"Histogram of Oriented Gradients" (HOG) feature detector for computer vision

Question 1

Here is a function that I've only slightly modified from its original context, found here.

Before mentioning anything else, it should be noted that I'm desperately trying to optimize this code for speed. It presently takes about 5.25 seconds to execute and it appears as though the bottleneck is happening in the for-loop.

In a nutshell, this function expects the user to have SimpleCV installed and expects, at a minimum, to be passed a SimpleCV.Image instance.

Does anybody have some clever approach for speeding things up? Ideally I'd be able to run this on a real-time webcam feed at 30 frames-per-second, but I'm not getting my hopes up.

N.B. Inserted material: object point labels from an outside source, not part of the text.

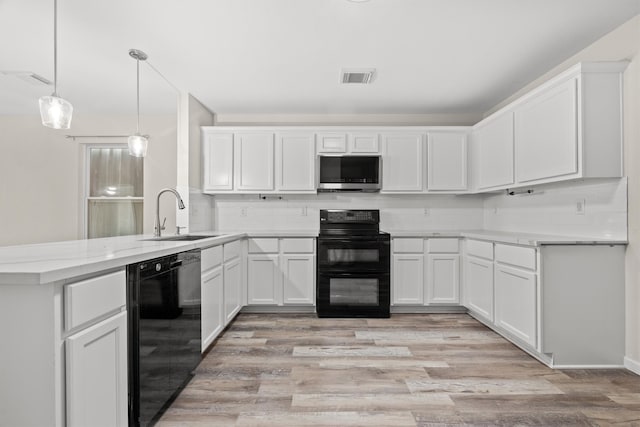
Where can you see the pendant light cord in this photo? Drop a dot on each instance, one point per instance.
(138, 95)
(55, 48)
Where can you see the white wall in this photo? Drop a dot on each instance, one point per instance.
(551, 209)
(622, 43)
(41, 174)
(397, 212)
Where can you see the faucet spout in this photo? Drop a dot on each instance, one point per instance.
(158, 228)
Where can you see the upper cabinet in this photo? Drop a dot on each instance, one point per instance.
(447, 161)
(362, 142)
(568, 128)
(495, 152)
(403, 162)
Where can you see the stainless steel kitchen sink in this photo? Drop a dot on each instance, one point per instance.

from itertools import product
from math import floor, pi
import numpy as np
import cv2 # opencv 2
def findHOGFeatures(img, n_divs=6, n_bins=6):
 """
 **SUMMARY**
 Get HOG(Histogram of Oriented Gradients) features from the image.
 **PARAMETERS**
 * *img* - SimpleCV.Image instance
 * *n_divs* - the number of divisions(cells).
 * *n_divs* - the number of orientation bins.
 **RETURNS**
 Returns the HOG vector in a numpy array
 """
 # Size of HOG vector
 n_HOG = n_divs * n_divs * n_bins
 # Initialize output HOG vector
 # HOG = [0.0]*n_HOG
 HOG = np.zeros((n_HOG, 1))
 # Apply sobel on image to find x and y orientations of the image
 Icv = img.getNumpyCv2()
 Ix = cv2.Sobel(Icv, ddepth=cv.CV_32F, dx=1, dy=0, ksize=3)
 Iy = cv2.Sobel(Icv, ddepth=cv.CV_32F, dx=0, dy=1, ksize=3)
 Ix = Ix.transpose(1, 0, 2)
 Iy = Iy.transpose(1, 0, 2)
 cellx = img.width / n_divs # width of each cell(division)
 celly = img.height / n_divs # height of each cell(division)
 #Area of image
 img_area = img.height * img.width
 #Range of each bin
 BIN_RANGE = (2 * pi) / n_bins
 # m = 0
 angles = np.arctan2(Iy, Ix)
 magnit = ((Ix ** 2) + (Iy ** 2)) ** 0.5
 it = product(xrange(n_divs), xrange(n_divs), xrange(cellx), xrange(celly))
 for m, n, i, j in it:
 # grad value
 grad = magnit[m * cellx + i, n * celly + j][0]
 # normalized grad value
 norm_grad = grad / img_area
 # Orientation Angle
 angle = angles[m*cellx + i, n*celly+j][0]
 # (-pi,pi) to (0, 2*pi)
 if angle < 0:
 angle += 2 * pi
 nth_bin = floor(float(angle/BIN_RANGE))
 HOG[((m * n_divs + n) * n_bins + int(nth_bin))] += norm_grad
 return HOG.transpose()

Question 2

Can you add the missing import statements so that this is runnable, please?

Question 3

@GarethRees, done, sorry about that! Naturally, you'll still need to import SimpleCV and create an Image instance to pass to the function. I suggest doing so as follows: img = SimpleCV.Image('lenna'). Also note, that doing from SimpleCV import * will handle all imports correctly.

Question 4

Hello. :) You need to profile your code to know where the bottleneck is, and to see whether you can improve things or not. Maybe you're spending a lot of time in SimpleCV or OpenCV. Unfortunately, "it looks like the for loop is slow" doesn't help much.

Question 5

@QuentinPradet, I did in fact profile using iPython's %prun magic -- I should have mentioned that. The reason I point directly to the for-loop iteration is because the function responsible for the most cumulative execution time is math.floor, which is called exactly once per loop, and the number of calls to said function matches the number of loop iterations. I'll try GarethRees' vectorization approach and post a more detailed profiler output if needed.

Question 6

As you indicated in the question, you need to vectorize the for loop:

it = product(xrange(n_divs), xrange(n_divs), xrange(cellx), xrange(celly))
for m, n, i, j in it:
 # grad value
 grad = magnit[m * cellx + i, n * celly + j][0]
 # normalized grad value
 norm_grad = grad / img_area
 # Orientation Angle
 angle = angles[m*cellx + i, n*celly+j][0]
 # (-pi,pi) to (0, 2*pi)
 if angle < 0:
 angle += 2 * pi
 nth_bin = floor(float(angle/BIN_RANGE))
 HOG[((m * n_divs + n) * n_bins + int(nth_bin))] += norm_grad

If you look at what this is doing, you're effectively labelling every pixel in the magnit array with a number below n_HOG, and then summing the normalized values for the pixels with each label.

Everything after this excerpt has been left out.